A spokesperson for Mercer County says the taxpayers were “let down”
Your tax dollars hard at work.
The New Jersey Office of the State Comptroller has released a report revealing Mercer County paid almost $4.5 million in penalties and interest for delinquent tax filings and payments between 2018 and 2021.
According to the report, the Democratic-controlled county's Finance Department regularly failed to make adequate and timely payroll tax payments to both the Internal Revenue Service as well as the New Jersey Division of Taxation.
The report comes as longtime County Executive Brian Hughes faces an intra-party challenge to his seat from Assemblyman Dan Benson, splitting Democrats in the capital county.
The report finds there was no oversight
The OSC investigation found the Mercer County finance department, led by its chief financial officer, lacked basic internal financial controls; it did not have an organizational chart, written policies, or any system of checks and balances to ensure that its financial system was properly managed.
State Sen.

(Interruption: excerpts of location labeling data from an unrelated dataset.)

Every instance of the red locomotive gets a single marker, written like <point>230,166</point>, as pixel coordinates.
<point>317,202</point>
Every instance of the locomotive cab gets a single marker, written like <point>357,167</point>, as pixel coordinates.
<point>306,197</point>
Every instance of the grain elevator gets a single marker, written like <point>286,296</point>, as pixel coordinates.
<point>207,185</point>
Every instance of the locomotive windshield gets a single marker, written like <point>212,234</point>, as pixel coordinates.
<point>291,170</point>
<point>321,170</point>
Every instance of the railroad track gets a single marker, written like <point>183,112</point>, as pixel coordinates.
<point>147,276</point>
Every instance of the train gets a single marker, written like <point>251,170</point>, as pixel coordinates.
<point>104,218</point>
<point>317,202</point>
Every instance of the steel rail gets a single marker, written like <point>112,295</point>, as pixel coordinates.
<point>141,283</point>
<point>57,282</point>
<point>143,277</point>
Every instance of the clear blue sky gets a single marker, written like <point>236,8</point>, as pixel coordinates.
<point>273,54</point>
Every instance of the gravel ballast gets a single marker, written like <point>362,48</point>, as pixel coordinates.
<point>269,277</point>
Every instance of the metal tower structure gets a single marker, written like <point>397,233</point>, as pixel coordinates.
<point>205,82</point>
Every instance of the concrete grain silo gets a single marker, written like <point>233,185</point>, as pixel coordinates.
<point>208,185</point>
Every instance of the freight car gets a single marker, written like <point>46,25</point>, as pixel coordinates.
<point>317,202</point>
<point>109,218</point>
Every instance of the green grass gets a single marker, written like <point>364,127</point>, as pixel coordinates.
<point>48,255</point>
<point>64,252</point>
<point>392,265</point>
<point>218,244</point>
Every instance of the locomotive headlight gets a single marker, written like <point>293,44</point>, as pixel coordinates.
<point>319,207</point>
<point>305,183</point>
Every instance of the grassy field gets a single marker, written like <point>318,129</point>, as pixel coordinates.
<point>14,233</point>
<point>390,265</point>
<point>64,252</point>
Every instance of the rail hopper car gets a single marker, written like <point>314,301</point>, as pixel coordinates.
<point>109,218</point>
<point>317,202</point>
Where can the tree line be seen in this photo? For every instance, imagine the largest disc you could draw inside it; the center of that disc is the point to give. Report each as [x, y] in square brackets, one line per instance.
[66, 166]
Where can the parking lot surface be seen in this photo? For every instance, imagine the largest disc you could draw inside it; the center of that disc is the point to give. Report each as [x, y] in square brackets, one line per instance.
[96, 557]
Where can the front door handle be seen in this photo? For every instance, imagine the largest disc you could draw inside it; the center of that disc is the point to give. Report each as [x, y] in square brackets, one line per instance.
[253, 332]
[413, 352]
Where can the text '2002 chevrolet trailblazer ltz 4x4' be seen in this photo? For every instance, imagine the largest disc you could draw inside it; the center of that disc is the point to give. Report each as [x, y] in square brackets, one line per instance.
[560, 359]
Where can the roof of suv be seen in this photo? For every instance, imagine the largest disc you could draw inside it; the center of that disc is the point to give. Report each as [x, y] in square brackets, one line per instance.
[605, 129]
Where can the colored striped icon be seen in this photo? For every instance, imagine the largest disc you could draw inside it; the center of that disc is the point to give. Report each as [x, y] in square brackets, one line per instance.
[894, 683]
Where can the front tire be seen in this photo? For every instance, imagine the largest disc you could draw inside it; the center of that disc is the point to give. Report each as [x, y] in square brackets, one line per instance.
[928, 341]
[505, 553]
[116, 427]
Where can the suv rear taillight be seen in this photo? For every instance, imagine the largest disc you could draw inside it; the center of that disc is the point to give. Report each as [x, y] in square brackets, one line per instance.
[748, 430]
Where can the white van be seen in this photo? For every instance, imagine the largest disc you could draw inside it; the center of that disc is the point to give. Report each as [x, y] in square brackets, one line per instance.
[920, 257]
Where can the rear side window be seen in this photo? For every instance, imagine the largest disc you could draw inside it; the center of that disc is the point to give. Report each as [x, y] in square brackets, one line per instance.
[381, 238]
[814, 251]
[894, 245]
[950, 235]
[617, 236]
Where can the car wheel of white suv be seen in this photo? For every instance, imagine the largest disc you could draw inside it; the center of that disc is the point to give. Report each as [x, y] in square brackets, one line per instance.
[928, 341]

Shirley Turner, D-Mercer, said she was concerned and alarmed after hearing about what happened.
“I just want to know what took so long, why should we have to wait 3 years to find out that the county hasn’t been paying its payroll taxes? That’s deeply disturbing,” she said.

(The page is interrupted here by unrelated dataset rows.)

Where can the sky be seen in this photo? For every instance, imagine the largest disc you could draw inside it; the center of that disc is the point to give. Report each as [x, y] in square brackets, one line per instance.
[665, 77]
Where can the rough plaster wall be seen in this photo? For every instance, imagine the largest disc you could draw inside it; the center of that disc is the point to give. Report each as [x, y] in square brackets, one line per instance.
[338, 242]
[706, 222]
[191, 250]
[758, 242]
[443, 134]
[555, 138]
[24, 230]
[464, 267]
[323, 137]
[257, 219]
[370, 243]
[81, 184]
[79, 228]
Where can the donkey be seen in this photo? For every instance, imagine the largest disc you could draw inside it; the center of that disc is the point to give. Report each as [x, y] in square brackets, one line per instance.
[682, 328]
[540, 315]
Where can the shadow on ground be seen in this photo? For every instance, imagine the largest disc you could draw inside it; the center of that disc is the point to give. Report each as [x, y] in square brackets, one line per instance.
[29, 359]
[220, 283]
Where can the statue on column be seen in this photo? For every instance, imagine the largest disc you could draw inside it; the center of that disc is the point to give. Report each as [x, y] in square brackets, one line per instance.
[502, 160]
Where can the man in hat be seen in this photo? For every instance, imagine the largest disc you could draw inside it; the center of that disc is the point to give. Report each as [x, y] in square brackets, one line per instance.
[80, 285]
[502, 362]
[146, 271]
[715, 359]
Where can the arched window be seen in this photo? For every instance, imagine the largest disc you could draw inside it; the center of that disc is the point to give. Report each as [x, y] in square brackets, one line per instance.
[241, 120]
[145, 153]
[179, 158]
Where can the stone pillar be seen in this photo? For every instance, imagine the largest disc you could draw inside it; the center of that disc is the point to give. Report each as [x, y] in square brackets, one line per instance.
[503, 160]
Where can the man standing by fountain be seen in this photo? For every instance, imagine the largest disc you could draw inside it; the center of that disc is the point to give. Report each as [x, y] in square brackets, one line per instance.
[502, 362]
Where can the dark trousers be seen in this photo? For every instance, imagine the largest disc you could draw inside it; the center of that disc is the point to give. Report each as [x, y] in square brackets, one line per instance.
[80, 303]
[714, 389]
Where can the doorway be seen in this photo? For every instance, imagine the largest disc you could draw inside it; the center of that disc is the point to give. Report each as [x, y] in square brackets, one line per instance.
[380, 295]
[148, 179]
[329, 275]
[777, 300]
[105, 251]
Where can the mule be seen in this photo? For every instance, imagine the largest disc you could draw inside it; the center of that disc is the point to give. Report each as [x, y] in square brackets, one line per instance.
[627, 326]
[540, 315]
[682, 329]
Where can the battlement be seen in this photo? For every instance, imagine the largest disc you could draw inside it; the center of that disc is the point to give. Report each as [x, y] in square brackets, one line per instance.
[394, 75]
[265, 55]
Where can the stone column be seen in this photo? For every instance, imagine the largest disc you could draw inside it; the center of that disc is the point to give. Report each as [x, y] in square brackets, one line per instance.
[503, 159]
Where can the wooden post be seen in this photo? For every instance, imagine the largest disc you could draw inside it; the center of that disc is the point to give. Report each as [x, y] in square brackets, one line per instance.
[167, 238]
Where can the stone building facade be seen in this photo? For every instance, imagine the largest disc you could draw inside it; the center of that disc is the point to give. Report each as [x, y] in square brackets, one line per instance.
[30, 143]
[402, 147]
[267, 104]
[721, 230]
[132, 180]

State Senator wants to know “who dropped the ball”
“I’d like to know where are the controls that should be in place. We know not only do we have the county administration but we also have a Board of County Commissioners. Where have they been for the last three years?"
Turner noted every entity in government brings in auditing firms to review the finances every year, so it’s important to determine who dropped the ball here.
“I think it’s a sad, sad situation when this goes on for 3 years and we have to pay that amount of money.”
NJ’s former labor commissioner expresses shock
New Jersey Assemblyman Hal Wirths, R-Sussex, the former state Labor Commissioner, said he was shocked to find out what happened.
“This is outrageous and the people should be furious that the government screwed up in so many ways,” he said.
He also said for the problem to have continued for 13 quarters is hard to imagine.
“That’s just like unbelievably unacceptable. If that was the private sector they would throw the book at that company,” he said.
The head of the finance department did not have the required credentials
During the course of the investigation, the State Comptroller’s Office also discovered the Mercer County Chief Financial Officer did not have, nor did he seek to obtain the statutorily required credentials to hold his position for the entire time he was employed by the County.
When asked to comment on the report, country spokeswoman Julie Willmot issued a statement saying Chief Fiscal Officer David Miller was fired.
“The report reveals circumstances and events which the County thoroughly investigated through special outside counsel," Willmot's statement says. "Those findings led to an immediate referral of the matter to the appropriate law enforcement agencies and is now in their hands.”
“Although the OSC report admonishes the Administration for poor oversight of Mr. Miller and the department he managed, the report, finding nothing to the contrary, does not dispute that the Administration and the County are themselves victims of Mr. Miller’s failure to maintain the proper credentials and licenses for his job. The Administration and the taxpayers were let down by Mr. Miller. We are doing our level best to learn from this experience and taking steps to avoid their recurrence and to recover the expenses occasioned by Mr. Miller’s conduct and to hold him accountable.”